As expected, consistent with the views it expressed in Attwells v Jackson Lalic Lawyers Pty Limited, the court found that advocate’s immunity did not apply to a claim for negligent advice not to settle a case.
Justice Edelman delivered the main judgment, observing that immunity attaches to advocates as a result of their participation as an officer of the court in the quelling of controversies by the exercise of judicial power. The immunity only extends so far as the advocate’s actions are connected to the exercise of judicial power. Here, the barrister claiming the immunity was unable to point to any way in which the advice not to settle was functionally connected with the judicial determination.
While agreeing with the majority decision because he was bound by the authority of Attwells, Justice Nettle reiterated his concerns about the potential for collateral attack of judicial determinations by reason of defences which may be raised in the professional negligence claim. As his Honour observed:
“an advocate faced with such a negligence claim might contend that the trial judge’s assessment of the plaintiff’s credit and reliability was so unlikely or unwarranted that it could not reasonably have been anticipated at the time of advice, or that the trial judge’s assessment of damages was so remarkably parsimonious by reference to current practice that it could not reasonably have been foreseen. Equally, a plaintiff might contend that the trial judge’s assessment of the issues in the case was so predictable that the advocate’s failure to anticipate it was negligent. Such examples can be multiplied.”

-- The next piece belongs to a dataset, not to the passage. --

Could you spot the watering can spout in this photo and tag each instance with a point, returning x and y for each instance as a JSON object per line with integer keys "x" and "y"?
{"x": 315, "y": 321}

Justice Edelman disagreed, observing that in the professional negligence case, the reasonableness of the advice will be assessed at the time it was given and not at the time of the judgment, so it will not involve a question of whether the court’s original judgment was right or wrong. Moreover, there was nothing pleaded in the barrister’s defence in Kendirjian that suggested that the court’s original decision was wrong.
Whilst Justice Edelman’s reasoning was apt on the facts of Kendirjian, it is possible to foresee a case where the defendant seeks to contest the prospects of the original case, and thereby findings in the original judgment as well as any appeal from the original judgment. The professional negligence defendant will not have been a party to the judgment or any appeal, and would not be strictly bound by those determinations.

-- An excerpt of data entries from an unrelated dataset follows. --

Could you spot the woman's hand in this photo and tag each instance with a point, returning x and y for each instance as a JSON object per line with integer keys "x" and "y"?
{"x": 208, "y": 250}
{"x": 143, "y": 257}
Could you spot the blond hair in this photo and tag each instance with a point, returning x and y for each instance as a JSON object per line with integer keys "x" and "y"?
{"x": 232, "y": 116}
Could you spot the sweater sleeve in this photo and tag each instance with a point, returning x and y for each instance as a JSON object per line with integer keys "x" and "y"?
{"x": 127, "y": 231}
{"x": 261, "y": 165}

The emphasis on the advocate’s status as an officer of the court suggests that expert witnesses may also be denied this immunity even though their evidence may very directly inform the judicial determination.
The rationale to avoid re-litigation of disputes is not a blanket justification for advocate’s immunity, which the High Court has decided must still be confined, on established principles, to conduct in court or conduct out of court which has an intimate connection with the conduct of the case in court and a functional connection with the ensuing judicial determination.